L’Abri conference last weekend. Very good. Wonderful speakers. Especially Denis, of course. Despite the fact that I was relieved of teaching workshops I still talked my head off.  No, not totally true, I listened a lot. Lots of people, as usual – all good. That is, in the way of connecting with people. So much suffering, though. You hear people’s stories. But there seemed to be a balm, an infusion of courage, a seeing with new eyes that comes from being together and being reminded that we are a great company of people living and sharing in the hope of  Regeneration that is coming. Inexorably. It will arrive. On some days this language sounds insane, but not today when I read: “I was filled with delight day after day, rejoicing always in his presence, rejoicing in the whole world…” (Prov. 8:30)

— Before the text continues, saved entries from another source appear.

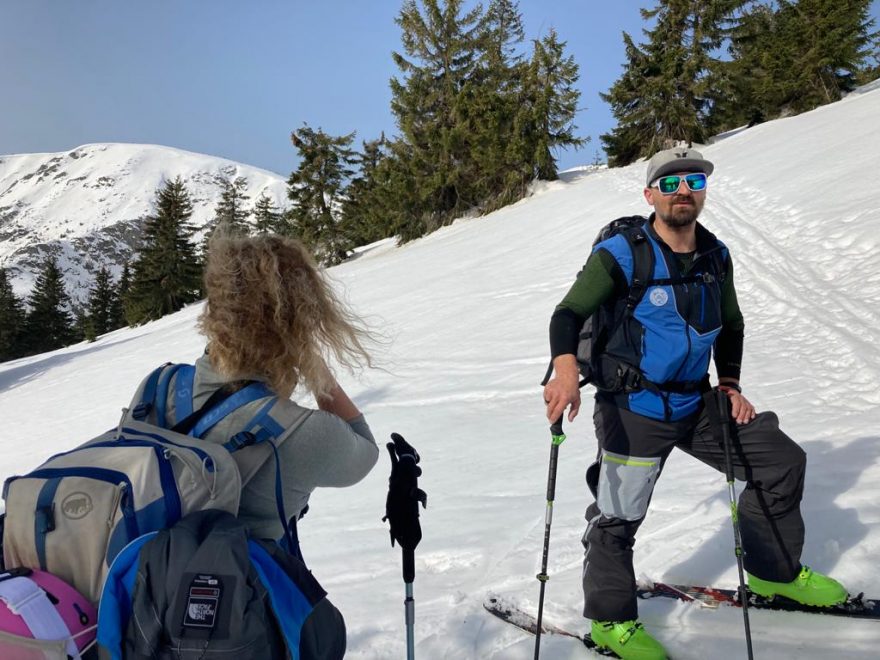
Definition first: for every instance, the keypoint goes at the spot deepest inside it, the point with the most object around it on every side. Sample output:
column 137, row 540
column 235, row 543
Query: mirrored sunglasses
column 669, row 184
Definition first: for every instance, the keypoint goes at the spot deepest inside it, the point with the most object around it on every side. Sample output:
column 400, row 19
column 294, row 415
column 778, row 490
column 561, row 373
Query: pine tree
column 12, row 320
column 49, row 324
column 267, row 216
column 101, row 303
column 555, row 99
column 315, row 192
column 167, row 274
column 441, row 52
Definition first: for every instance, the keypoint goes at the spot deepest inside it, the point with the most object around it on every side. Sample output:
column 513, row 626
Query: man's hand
column 740, row 408
column 562, row 391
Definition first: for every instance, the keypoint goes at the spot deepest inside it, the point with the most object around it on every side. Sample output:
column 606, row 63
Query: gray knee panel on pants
column 626, row 484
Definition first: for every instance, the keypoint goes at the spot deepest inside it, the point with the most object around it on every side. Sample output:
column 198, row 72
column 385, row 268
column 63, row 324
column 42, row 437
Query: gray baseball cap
column 679, row 159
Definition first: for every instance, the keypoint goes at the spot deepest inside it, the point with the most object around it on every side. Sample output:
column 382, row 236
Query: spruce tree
column 833, row 39
column 102, row 301
column 315, row 190
column 365, row 208
column 555, row 100
column 440, row 54
column 494, row 96
column 12, row 319
column 118, row 317
column 267, row 216
column 49, row 324
column 231, row 211
column 745, row 90
column 166, row 274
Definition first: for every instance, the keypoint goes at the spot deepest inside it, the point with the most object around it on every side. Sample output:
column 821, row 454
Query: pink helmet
column 37, row 605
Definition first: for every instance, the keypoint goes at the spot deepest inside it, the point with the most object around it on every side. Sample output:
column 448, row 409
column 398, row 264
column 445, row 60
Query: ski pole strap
column 148, row 396
column 183, row 391
column 185, row 426
column 556, row 432
column 252, row 391
column 161, row 394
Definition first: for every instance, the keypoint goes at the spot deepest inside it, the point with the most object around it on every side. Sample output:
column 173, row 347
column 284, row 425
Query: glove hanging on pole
column 402, row 504
column 402, row 512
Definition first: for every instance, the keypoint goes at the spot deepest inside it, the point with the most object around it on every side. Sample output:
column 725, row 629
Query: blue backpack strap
column 268, row 430
column 289, row 604
column 249, row 394
column 143, row 408
column 161, row 395
column 114, row 610
column 183, row 391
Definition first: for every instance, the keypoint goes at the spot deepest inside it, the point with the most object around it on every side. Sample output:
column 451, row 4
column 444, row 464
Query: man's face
column 679, row 209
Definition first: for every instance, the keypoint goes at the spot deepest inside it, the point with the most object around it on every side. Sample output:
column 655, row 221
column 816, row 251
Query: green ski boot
column 628, row 639
column 808, row 588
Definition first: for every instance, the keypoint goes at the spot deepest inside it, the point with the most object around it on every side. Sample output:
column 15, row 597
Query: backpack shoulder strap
column 643, row 265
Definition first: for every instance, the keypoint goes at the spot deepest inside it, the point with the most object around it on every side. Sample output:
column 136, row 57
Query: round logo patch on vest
column 76, row 506
column 658, row 297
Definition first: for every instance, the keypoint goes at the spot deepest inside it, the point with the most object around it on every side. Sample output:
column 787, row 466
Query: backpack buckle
column 239, row 440
column 141, row 411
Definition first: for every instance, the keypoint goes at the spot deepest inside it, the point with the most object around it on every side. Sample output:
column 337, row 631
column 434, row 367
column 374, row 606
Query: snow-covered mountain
column 465, row 311
column 87, row 206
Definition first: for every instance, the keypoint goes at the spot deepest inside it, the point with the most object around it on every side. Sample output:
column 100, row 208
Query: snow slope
column 86, row 206
column 465, row 313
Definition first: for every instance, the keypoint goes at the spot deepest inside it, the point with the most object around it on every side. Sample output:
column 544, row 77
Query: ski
column 855, row 606
column 510, row 612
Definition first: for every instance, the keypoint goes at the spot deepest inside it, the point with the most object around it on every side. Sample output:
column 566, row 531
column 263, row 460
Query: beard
column 680, row 216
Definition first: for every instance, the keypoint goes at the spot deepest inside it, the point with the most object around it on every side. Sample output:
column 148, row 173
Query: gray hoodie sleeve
column 332, row 452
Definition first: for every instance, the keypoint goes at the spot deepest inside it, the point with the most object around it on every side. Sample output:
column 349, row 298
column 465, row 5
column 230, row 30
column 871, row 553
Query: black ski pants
column 632, row 452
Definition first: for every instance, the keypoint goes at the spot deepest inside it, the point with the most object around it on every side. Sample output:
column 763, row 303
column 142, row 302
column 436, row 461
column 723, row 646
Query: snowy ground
column 465, row 315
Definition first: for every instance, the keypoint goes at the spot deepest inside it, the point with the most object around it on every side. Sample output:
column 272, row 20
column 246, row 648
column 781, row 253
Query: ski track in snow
column 464, row 315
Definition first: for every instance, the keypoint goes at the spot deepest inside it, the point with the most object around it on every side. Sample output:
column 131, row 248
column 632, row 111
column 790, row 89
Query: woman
column 271, row 316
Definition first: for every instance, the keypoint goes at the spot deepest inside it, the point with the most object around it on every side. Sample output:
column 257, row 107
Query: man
column 651, row 370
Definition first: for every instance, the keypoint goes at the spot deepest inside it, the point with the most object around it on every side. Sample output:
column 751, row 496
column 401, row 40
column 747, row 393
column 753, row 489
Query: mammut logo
column 658, row 297
column 201, row 612
column 76, row 506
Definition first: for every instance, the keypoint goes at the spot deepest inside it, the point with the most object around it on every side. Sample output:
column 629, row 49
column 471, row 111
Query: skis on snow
column 855, row 606
column 509, row 611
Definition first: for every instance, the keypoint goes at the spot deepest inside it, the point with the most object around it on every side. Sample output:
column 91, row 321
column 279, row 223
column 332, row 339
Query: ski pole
column 402, row 512
column 557, row 438
column 724, row 413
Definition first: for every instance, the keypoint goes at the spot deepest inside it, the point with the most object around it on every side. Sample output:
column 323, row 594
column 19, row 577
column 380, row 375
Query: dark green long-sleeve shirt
column 601, row 278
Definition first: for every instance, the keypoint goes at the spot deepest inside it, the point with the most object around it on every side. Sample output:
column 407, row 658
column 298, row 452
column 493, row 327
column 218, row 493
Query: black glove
column 404, row 494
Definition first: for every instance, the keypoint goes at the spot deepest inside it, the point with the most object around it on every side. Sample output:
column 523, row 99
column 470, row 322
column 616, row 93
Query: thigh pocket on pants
column 625, row 485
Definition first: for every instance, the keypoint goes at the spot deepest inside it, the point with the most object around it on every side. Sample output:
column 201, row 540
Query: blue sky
column 233, row 79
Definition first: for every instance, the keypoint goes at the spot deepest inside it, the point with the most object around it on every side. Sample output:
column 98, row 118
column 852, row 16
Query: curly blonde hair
column 271, row 314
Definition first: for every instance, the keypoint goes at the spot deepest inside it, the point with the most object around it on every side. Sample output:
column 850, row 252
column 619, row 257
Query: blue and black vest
column 654, row 357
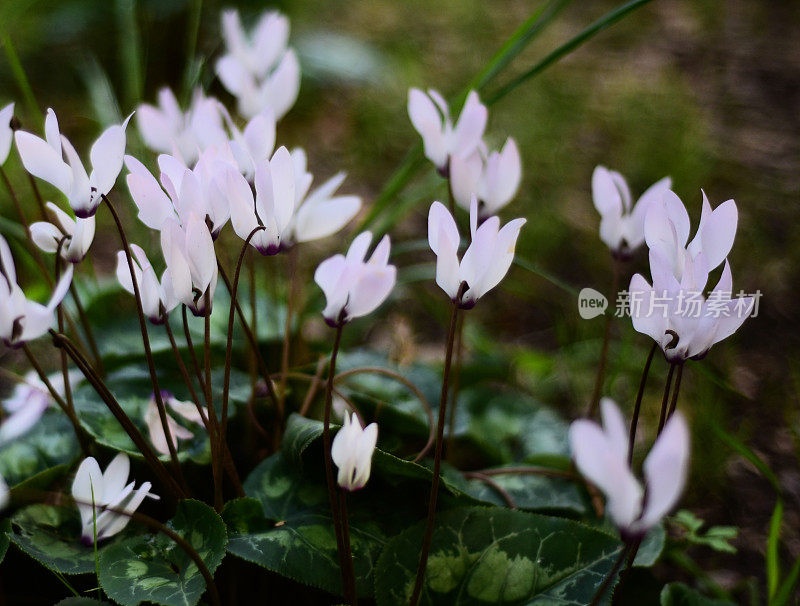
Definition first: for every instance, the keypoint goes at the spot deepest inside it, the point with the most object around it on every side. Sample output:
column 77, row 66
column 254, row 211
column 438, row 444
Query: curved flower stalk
column 22, row 320
column 493, row 178
column 191, row 261
column 187, row 410
column 167, row 129
column 185, row 192
column 485, row 261
column 621, row 221
column 77, row 235
column 28, row 401
column 94, row 491
column 44, row 158
column 353, row 286
column 271, row 208
column 158, row 298
column 601, row 455
column 352, row 451
column 431, row 118
column 258, row 68
column 677, row 315
column 666, row 230
column 6, row 132
column 321, row 213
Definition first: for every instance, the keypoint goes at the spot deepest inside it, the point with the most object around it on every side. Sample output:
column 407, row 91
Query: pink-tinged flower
column 431, row 118
column 185, row 192
column 95, row 491
column 28, row 401
column 44, row 158
column 158, row 297
column 320, row 213
column 191, row 260
column 486, row 260
column 353, row 286
column 167, row 129
column 492, row 178
column 666, row 229
column 601, row 455
column 352, row 450
column 6, row 132
column 258, row 68
column 271, row 208
column 22, row 320
column 254, row 145
column 678, row 315
column 187, row 410
column 621, row 221
column 77, row 235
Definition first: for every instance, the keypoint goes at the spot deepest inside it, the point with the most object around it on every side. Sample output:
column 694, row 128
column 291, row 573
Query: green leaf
column 51, row 535
column 5, row 529
column 50, row 443
column 678, row 594
column 300, row 433
column 493, row 555
column 651, row 547
column 287, row 528
column 511, row 426
column 533, row 492
column 155, row 569
column 132, row 387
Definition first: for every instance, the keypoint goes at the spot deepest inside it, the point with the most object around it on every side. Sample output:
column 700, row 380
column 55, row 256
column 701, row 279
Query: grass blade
column 773, row 540
column 414, row 159
column 20, row 76
column 785, row 593
column 525, row 33
column 604, row 22
column 130, row 49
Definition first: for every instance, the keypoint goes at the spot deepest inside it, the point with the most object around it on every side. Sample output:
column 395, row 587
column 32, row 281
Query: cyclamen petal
column 486, row 260
column 95, row 492
column 6, row 132
column 352, row 286
column 352, row 450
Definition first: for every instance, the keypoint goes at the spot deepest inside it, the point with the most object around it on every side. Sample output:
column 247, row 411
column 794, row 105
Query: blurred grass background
column 706, row 91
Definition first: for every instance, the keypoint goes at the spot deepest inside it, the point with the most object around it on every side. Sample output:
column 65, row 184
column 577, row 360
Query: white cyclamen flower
column 666, row 230
column 188, row 250
column 493, row 179
column 44, row 158
column 77, row 235
column 259, row 69
column 253, row 145
column 271, row 208
column 320, row 213
column 152, row 419
column 431, row 118
column 28, row 401
column 621, row 221
column 158, row 298
column 353, row 286
column 6, row 132
column 352, row 450
column 188, row 192
column 95, row 491
column 678, row 315
column 167, row 129
column 22, row 320
column 485, row 261
column 601, row 455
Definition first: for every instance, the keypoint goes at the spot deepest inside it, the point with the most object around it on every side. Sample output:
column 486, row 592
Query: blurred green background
column 706, row 91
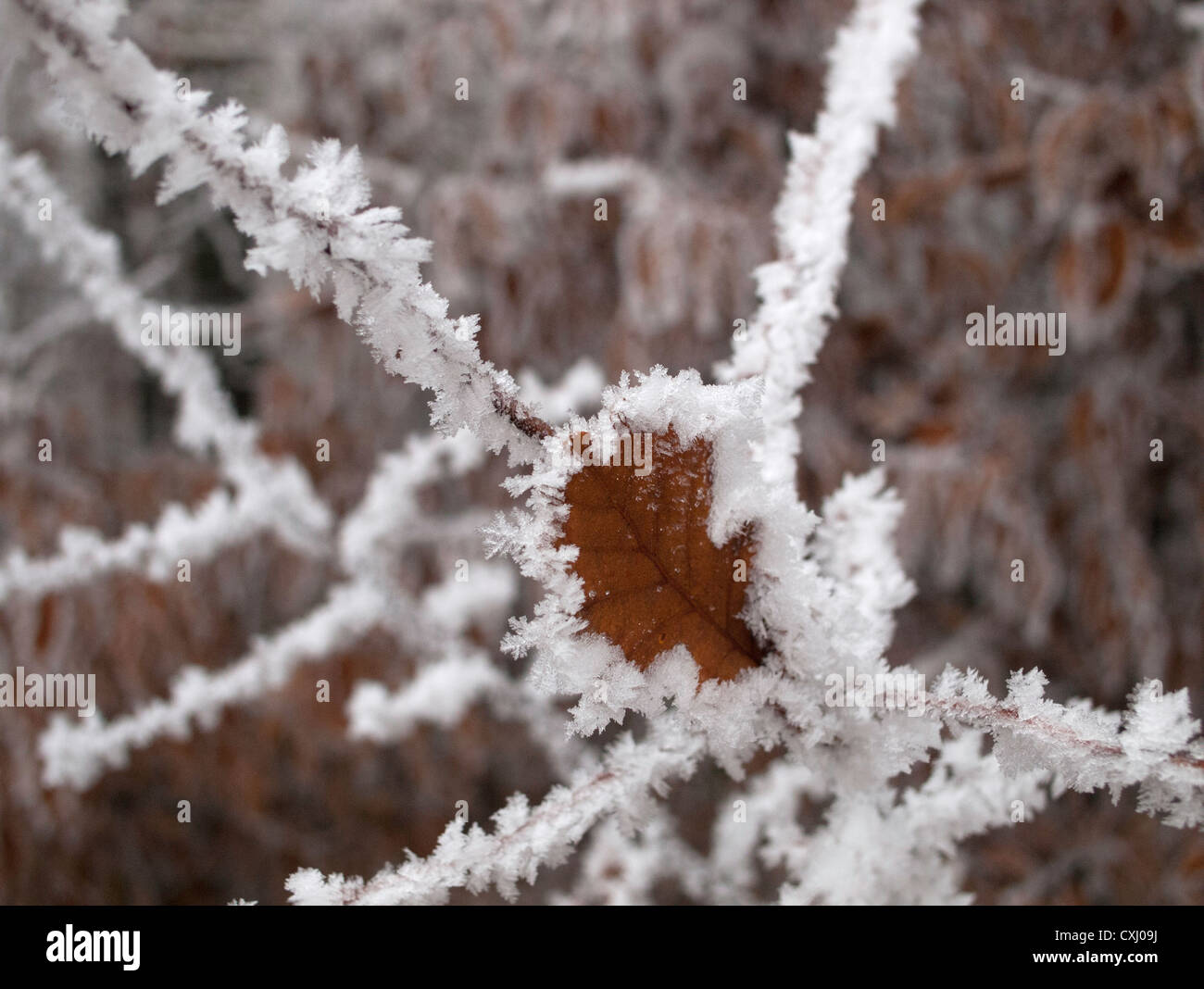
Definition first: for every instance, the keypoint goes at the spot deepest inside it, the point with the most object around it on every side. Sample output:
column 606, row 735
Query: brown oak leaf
column 653, row 578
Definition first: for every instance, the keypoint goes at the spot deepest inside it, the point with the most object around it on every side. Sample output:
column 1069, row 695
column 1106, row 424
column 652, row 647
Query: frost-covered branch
column 811, row 218
column 316, row 226
column 271, row 494
column 524, row 837
column 1154, row 746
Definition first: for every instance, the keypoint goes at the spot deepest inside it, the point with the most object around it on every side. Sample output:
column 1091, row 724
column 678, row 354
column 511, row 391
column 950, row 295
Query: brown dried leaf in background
column 653, row 578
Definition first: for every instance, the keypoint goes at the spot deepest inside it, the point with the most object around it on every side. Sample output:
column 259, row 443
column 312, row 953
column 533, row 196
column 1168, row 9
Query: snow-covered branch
column 524, row 837
column 811, row 218
column 316, row 226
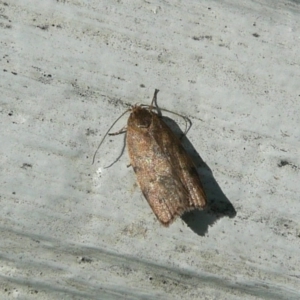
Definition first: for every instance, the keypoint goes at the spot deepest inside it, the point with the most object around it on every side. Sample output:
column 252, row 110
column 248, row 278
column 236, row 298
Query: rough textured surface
column 72, row 230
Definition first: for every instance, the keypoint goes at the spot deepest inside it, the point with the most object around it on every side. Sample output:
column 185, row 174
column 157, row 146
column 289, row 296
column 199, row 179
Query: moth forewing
column 165, row 172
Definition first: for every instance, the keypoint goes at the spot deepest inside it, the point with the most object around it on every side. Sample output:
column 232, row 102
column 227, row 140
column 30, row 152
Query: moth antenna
column 107, row 132
column 154, row 100
column 158, row 109
column 186, row 119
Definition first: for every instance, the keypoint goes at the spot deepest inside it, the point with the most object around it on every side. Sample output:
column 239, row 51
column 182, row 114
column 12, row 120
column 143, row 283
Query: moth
column 165, row 172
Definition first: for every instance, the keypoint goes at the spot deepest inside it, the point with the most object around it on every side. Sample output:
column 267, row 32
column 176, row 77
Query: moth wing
column 163, row 189
column 182, row 164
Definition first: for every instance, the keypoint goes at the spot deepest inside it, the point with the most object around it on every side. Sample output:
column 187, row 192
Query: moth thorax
column 140, row 117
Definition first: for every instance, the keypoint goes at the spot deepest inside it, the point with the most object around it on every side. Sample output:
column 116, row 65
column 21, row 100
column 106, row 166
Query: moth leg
column 122, row 130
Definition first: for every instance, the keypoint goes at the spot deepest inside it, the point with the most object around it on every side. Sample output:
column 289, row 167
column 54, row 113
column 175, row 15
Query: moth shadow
column 218, row 204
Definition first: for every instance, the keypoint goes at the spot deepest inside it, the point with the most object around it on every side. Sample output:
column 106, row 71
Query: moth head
column 140, row 117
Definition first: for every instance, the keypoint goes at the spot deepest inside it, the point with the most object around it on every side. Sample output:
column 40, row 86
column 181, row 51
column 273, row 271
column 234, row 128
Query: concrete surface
column 73, row 230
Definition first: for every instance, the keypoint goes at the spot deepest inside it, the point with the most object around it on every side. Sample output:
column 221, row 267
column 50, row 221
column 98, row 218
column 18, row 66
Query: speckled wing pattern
column 166, row 174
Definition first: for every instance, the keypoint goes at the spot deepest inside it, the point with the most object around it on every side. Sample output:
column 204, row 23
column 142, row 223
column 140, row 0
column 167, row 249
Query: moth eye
column 135, row 169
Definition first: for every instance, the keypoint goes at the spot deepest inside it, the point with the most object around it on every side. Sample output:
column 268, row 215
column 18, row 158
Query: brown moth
column 165, row 172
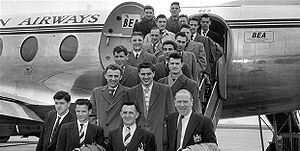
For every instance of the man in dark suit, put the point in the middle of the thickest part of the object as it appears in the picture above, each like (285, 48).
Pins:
(205, 22)
(161, 68)
(177, 80)
(185, 128)
(155, 102)
(138, 55)
(129, 137)
(107, 100)
(154, 47)
(74, 135)
(54, 120)
(189, 58)
(197, 49)
(130, 75)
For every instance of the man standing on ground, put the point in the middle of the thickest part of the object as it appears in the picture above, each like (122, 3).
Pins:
(54, 120)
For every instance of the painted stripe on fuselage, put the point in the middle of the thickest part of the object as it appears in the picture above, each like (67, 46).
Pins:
(264, 23)
(52, 29)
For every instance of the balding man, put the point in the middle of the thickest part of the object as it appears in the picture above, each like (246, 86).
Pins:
(187, 130)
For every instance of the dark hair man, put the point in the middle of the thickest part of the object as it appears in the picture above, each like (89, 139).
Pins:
(147, 22)
(132, 137)
(154, 100)
(138, 55)
(75, 135)
(177, 80)
(172, 22)
(107, 100)
(54, 120)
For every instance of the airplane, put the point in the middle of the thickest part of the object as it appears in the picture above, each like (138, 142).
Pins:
(258, 74)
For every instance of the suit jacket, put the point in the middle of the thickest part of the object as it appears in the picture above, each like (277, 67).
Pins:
(106, 108)
(149, 48)
(197, 49)
(200, 129)
(144, 56)
(44, 144)
(190, 59)
(185, 83)
(68, 138)
(162, 70)
(161, 104)
(140, 136)
(130, 77)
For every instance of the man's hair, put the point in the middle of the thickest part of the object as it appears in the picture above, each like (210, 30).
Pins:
(130, 104)
(119, 49)
(146, 64)
(194, 19)
(185, 26)
(137, 33)
(62, 95)
(148, 7)
(204, 16)
(175, 3)
(114, 67)
(183, 15)
(170, 42)
(160, 16)
(175, 55)
(182, 34)
(84, 102)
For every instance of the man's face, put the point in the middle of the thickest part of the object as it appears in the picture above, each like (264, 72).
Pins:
(155, 36)
(120, 58)
(61, 106)
(113, 77)
(181, 42)
(146, 75)
(182, 21)
(168, 48)
(194, 26)
(187, 32)
(129, 114)
(161, 23)
(149, 14)
(175, 65)
(205, 23)
(175, 10)
(82, 113)
(183, 103)
(137, 42)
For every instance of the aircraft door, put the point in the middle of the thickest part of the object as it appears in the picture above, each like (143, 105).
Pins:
(117, 30)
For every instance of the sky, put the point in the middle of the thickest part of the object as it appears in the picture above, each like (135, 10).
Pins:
(42, 6)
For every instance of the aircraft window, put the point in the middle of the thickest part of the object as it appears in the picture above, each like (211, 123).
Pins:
(68, 48)
(29, 48)
(1, 46)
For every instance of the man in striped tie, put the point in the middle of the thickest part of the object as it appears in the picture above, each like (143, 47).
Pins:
(129, 137)
(77, 134)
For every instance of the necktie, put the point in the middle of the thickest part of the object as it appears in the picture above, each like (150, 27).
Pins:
(111, 92)
(126, 139)
(178, 134)
(55, 128)
(136, 56)
(81, 134)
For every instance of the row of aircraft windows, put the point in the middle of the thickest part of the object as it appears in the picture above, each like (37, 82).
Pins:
(67, 49)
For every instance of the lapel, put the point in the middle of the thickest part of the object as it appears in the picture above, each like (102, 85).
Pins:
(126, 74)
(178, 83)
(154, 94)
(106, 94)
(189, 130)
(119, 138)
(117, 97)
(135, 139)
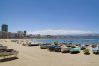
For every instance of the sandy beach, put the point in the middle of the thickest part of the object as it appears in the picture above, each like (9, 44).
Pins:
(34, 56)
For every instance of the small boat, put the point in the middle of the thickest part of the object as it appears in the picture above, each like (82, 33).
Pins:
(86, 51)
(74, 50)
(95, 50)
(33, 44)
(65, 49)
(8, 52)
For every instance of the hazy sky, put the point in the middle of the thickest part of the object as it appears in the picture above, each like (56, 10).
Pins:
(44, 16)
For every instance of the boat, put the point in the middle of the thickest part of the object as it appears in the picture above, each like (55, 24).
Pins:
(74, 50)
(95, 50)
(65, 49)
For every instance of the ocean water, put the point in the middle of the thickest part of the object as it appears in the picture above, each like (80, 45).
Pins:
(74, 41)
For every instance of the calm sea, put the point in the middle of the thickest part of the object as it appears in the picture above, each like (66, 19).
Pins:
(74, 41)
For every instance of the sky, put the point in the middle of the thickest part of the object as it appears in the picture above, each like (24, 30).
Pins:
(51, 16)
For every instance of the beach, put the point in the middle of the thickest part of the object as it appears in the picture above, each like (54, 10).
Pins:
(34, 56)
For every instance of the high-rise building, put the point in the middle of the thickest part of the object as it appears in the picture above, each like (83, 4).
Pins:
(4, 28)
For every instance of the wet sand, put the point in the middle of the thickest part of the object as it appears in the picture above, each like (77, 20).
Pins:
(34, 56)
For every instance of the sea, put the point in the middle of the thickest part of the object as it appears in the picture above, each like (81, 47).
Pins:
(73, 41)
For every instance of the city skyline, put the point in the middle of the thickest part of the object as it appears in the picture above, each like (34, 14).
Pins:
(51, 16)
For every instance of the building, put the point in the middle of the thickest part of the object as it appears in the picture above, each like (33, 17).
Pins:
(4, 28)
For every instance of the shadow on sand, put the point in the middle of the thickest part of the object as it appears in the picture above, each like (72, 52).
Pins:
(8, 59)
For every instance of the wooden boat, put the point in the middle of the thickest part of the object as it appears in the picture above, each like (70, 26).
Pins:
(95, 50)
(8, 52)
(74, 50)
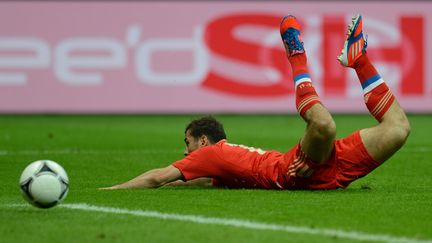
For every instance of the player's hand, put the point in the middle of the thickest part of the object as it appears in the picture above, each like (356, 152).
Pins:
(108, 188)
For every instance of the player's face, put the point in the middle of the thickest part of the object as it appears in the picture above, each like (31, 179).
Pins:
(192, 143)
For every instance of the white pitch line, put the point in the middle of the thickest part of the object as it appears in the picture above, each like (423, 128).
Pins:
(352, 235)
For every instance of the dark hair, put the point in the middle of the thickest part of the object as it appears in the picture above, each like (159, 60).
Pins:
(208, 126)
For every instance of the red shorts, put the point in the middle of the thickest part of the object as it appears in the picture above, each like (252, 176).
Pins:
(349, 162)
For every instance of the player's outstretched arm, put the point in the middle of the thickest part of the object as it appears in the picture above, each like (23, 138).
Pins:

Anita got really sick with the flu starting last Sunday – lasted all week. Amazingly, so far, neither Denis nor I got it. From this week’s cooking we’ve ended up with a lot of left-overs. Like mid-eastern lamb patties, roasted tomato mint salad, saffron rice, hamburger gravy (a comfort food around here) a box full of clementines, and who knows what all. So, yea, no work on this Sabbath day.

Tomorrow Honeysuckle gets sheared. Her wool must be six-seven inches long. And with temps in the 30s she’s feeling hotter n Hades. Panting out there on the back porch.